C’est regarder attentivement un con faire une connerie, avec un seau de pop corn comme au cinéma.

C’est ouvrir son journal en pensant « quelle connerie l’humanité a-t-elle imaginé aujourd’hui ? »

C’est être un prospectiviste prophétique en pronostiquant toujours le pire.

C’est s’enrichir en spéculant sur la bêtise et le mal.

C’est se rassurer dans ses calculs stratégiques en considérant que nos adversaires vont tenter de nous nuire, exactement comme nous l’avions prévu.

C’est constater sans surprise que tout ce qui pouvait mal se passer va mal se passer, que les humains vont continuer à se conduire en idiots, à s’entretuer, à tout détruire, à provoquer leur propre effondrement et, plus tôt que tard, finir par s’éteindre.
Être misanthrope procure de nombreuses joies interdites.

Enfin, le silence se fera.

Enfin, cette espèce malfaisante et répugnante, cette espèce invasive ne sera plus.

Enfin, les espèces dites « inférieures » pourront reprendre le cours paisible de leur existence, sur cette planète.

Enfin, la vie se redéployera dans l’allégresse, débarrassée de son pire parasite.

*


Au fond, à y bien réfléchir, je pense que vous tous qui n’êtes pas moi, êtes plus misanthropes que moi.

Jamais au grand jamais, si vous aimiez l’humanité, vous ne lui infligeriez votre personne, votre bêtise, votre lâcheté, votre malfaisance, votre société écocidaire.

Si vous aimiez l’humanité, vous seriez des milliards dehors à vous révolter, à emprisonner les tyrans, à dénoncer les exploiteurs, à éduquer les idiots, à démonter les routes et les immeubles, à faire exploser les puits de pétrole et les les mines de charbon, à désarmer les bombes nucléaires, les porte-avions et les chars, à renvoyer chez eux les politiciens et à crever les pneus de toutes les voitures.

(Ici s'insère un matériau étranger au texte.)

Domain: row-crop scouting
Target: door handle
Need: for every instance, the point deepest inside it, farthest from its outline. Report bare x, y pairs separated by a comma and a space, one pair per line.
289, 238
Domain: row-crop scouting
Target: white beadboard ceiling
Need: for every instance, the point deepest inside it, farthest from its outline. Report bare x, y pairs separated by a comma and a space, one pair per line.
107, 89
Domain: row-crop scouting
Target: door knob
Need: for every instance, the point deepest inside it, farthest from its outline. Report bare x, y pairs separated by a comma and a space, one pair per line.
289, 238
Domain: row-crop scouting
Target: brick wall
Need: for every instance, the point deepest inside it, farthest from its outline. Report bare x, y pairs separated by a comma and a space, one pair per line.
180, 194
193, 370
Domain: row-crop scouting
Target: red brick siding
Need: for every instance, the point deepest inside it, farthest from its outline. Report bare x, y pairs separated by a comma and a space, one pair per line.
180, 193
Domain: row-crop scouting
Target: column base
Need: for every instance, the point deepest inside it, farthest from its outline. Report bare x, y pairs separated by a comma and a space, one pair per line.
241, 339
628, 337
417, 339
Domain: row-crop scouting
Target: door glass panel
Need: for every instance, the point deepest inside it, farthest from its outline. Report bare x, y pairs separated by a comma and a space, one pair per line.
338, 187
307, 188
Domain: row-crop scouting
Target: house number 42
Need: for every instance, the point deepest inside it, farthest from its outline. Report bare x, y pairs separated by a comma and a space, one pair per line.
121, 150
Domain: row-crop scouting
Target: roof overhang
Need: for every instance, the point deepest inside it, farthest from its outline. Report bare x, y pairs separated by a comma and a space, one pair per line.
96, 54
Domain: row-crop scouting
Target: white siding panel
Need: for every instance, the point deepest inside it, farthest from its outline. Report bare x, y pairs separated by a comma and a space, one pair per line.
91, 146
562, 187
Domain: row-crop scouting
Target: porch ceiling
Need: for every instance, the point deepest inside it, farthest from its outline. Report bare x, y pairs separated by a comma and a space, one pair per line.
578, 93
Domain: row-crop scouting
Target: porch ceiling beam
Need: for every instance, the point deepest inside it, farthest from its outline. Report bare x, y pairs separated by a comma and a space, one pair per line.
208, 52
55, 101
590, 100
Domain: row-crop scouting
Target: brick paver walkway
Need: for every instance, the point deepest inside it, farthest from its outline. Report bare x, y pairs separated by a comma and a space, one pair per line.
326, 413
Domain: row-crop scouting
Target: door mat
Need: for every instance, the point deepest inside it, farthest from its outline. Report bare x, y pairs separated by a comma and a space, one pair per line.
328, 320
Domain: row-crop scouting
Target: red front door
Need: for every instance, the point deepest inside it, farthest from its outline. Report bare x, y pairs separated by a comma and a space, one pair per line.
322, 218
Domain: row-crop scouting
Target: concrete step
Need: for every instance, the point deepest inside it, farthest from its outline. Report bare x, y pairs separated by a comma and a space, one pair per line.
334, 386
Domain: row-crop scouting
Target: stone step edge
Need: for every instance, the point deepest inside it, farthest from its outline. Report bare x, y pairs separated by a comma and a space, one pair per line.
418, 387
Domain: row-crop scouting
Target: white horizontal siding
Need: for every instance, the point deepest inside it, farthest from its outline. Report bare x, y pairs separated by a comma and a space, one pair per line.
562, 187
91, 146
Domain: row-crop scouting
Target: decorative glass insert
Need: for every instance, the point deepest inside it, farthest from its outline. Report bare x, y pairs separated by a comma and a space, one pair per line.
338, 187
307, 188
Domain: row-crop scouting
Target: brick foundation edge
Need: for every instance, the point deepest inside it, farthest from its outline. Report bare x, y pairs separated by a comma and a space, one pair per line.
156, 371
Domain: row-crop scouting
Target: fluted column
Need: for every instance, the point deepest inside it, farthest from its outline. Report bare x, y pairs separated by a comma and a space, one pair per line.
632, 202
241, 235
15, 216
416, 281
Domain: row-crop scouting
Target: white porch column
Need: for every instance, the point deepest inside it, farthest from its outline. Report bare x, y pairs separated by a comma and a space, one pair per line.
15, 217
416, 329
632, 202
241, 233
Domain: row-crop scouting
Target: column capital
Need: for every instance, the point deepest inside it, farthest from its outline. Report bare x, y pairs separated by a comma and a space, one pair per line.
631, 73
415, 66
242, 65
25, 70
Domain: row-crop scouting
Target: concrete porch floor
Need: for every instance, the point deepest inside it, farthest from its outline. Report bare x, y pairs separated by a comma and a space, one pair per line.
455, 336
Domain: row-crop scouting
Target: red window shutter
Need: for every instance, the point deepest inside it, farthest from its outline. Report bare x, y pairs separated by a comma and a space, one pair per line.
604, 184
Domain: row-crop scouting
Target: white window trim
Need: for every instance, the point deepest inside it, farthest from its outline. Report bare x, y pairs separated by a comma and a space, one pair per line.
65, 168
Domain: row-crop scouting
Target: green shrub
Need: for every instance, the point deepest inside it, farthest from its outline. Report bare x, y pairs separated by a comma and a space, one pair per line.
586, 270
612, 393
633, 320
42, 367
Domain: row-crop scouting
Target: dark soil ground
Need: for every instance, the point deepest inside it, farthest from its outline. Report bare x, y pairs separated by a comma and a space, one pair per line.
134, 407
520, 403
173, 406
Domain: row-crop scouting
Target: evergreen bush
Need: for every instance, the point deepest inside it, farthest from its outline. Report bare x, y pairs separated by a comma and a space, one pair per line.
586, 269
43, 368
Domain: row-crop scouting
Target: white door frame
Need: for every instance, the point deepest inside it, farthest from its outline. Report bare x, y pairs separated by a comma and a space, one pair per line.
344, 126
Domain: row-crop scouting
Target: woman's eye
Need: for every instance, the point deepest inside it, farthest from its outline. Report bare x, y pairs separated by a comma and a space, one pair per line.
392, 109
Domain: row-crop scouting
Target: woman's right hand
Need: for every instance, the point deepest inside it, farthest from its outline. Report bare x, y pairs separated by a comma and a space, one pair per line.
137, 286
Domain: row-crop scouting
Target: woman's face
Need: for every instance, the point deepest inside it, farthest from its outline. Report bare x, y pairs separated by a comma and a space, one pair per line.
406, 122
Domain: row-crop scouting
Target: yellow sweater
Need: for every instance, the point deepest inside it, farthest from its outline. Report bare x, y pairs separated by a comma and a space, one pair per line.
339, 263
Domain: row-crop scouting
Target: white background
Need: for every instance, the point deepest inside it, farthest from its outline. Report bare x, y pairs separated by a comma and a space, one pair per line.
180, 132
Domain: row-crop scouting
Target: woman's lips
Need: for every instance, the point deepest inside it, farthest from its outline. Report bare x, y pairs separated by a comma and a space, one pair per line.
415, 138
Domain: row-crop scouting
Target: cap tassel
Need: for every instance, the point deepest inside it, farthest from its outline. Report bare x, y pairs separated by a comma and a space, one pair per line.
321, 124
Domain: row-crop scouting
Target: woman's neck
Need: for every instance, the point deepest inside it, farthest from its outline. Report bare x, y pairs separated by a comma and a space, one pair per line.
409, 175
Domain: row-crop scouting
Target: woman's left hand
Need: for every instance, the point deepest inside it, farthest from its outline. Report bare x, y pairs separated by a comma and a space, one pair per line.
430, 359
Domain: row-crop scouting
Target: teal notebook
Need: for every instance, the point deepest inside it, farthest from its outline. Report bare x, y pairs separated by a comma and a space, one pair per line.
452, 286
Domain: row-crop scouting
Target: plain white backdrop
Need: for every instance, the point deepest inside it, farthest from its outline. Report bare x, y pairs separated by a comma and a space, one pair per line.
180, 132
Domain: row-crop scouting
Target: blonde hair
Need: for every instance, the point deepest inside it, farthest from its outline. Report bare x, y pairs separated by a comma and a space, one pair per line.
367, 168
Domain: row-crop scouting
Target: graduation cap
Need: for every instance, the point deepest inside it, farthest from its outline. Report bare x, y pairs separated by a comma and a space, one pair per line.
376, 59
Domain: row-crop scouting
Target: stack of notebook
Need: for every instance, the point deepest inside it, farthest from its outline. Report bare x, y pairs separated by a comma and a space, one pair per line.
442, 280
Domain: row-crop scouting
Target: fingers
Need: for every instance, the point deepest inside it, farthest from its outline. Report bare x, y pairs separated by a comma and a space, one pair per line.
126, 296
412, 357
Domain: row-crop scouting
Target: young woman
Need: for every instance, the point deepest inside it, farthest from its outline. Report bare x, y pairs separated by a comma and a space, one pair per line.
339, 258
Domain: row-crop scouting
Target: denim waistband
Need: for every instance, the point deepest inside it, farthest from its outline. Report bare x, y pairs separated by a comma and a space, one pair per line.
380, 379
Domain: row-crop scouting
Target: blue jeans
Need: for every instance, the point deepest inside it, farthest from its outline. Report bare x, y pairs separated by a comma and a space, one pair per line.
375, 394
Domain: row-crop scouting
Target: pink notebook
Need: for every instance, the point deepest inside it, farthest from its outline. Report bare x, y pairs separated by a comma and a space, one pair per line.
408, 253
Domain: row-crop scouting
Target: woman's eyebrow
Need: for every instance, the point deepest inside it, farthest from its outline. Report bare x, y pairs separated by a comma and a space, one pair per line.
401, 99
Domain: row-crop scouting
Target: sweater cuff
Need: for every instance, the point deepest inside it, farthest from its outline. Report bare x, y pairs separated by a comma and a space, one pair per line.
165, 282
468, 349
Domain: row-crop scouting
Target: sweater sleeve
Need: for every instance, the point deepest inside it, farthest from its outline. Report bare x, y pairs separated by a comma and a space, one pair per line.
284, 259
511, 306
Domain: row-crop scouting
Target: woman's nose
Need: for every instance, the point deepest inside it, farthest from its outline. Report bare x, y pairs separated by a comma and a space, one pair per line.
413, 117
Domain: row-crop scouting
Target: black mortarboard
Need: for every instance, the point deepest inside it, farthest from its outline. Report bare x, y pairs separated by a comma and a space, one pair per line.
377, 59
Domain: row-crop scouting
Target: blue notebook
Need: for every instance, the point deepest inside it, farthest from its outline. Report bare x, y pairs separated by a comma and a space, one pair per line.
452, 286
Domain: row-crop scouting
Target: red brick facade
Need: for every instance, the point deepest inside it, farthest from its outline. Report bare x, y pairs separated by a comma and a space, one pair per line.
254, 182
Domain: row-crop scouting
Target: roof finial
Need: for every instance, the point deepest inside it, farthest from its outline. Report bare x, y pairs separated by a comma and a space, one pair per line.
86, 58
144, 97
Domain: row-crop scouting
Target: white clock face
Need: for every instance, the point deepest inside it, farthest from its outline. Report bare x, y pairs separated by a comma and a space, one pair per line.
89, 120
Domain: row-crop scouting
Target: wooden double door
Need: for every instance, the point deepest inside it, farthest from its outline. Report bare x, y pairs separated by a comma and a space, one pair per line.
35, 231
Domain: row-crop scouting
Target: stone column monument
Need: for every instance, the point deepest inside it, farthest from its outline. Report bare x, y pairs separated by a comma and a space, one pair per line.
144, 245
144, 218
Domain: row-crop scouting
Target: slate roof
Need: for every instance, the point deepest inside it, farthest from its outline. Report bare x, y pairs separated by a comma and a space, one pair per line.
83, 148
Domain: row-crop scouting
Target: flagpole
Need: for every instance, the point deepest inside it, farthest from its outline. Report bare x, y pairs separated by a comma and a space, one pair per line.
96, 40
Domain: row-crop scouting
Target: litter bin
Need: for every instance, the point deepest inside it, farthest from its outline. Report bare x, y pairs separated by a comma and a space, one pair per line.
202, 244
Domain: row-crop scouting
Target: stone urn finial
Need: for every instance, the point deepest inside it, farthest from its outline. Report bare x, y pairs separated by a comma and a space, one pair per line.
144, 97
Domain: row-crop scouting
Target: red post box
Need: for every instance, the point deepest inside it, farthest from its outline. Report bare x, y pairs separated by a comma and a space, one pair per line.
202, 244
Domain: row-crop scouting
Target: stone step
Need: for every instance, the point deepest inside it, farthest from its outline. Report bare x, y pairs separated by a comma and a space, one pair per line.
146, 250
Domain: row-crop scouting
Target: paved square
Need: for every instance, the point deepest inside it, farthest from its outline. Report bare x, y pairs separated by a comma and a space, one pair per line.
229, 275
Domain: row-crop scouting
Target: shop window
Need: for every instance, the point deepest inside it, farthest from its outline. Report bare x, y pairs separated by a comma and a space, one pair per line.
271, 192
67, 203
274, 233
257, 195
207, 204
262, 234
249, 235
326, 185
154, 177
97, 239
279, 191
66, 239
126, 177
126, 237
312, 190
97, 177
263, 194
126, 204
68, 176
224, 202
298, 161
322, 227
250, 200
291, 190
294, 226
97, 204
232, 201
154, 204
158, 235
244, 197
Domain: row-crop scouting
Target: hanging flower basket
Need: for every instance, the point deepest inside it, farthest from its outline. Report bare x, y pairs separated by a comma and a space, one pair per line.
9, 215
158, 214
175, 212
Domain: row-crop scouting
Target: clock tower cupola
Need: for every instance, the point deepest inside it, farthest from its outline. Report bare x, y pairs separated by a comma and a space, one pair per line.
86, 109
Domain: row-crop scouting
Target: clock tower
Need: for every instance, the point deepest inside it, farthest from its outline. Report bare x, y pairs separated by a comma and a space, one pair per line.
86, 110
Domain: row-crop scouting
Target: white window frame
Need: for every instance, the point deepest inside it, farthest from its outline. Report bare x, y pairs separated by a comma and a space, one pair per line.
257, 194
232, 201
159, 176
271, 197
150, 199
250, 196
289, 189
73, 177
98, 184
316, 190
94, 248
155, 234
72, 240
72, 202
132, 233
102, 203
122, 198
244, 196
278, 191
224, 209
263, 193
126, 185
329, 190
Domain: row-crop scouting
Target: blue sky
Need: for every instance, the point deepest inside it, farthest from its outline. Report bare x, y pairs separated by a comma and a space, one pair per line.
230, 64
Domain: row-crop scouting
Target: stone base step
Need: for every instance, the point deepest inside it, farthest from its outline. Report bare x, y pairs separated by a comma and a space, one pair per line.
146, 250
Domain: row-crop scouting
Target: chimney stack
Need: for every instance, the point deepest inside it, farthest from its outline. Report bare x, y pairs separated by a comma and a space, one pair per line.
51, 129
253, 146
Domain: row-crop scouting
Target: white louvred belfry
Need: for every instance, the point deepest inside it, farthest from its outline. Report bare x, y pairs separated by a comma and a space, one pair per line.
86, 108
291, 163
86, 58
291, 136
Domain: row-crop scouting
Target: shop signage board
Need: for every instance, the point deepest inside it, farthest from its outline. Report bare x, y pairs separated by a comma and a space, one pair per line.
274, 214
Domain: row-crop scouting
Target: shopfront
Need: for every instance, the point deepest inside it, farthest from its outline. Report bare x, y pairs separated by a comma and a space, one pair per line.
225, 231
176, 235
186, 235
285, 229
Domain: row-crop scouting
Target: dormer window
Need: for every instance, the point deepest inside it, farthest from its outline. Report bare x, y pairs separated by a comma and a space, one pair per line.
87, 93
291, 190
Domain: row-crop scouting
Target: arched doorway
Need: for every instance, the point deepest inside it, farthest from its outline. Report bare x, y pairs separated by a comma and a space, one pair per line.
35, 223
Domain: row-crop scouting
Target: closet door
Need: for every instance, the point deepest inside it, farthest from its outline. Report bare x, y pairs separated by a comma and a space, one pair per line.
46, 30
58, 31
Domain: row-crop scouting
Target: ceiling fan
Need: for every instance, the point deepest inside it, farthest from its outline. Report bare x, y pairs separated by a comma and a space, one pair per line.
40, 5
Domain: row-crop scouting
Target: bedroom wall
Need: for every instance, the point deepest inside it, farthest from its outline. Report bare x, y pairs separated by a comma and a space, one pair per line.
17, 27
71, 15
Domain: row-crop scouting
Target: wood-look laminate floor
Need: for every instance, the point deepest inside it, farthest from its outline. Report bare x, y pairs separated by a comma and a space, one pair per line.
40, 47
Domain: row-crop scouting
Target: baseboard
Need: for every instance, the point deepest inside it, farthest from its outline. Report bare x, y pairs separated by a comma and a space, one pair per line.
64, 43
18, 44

Au fond, à y bien réfléchir, vu votre comportement, je pense que vous vous détestez et que vous haïssez l’humanité.

C’est vous qui êtes misanthropes. Pas moi.

Au fond, je me demande parfois si ma misanthropie n’est pas le plus haut témoignage de ma philanthropie.

Ce que je hais, ce n’est pas l’humanité, c’est vous, qui la souillez.

Mais je sais que je ne suis pas si différent de vous.

Alors comme je dois m’aimer, je vous aime quand même parfois.

Entre deux jours de rage.



Le Misanthrope, peinture de Pieter Brueghel l’Ancien, 1568.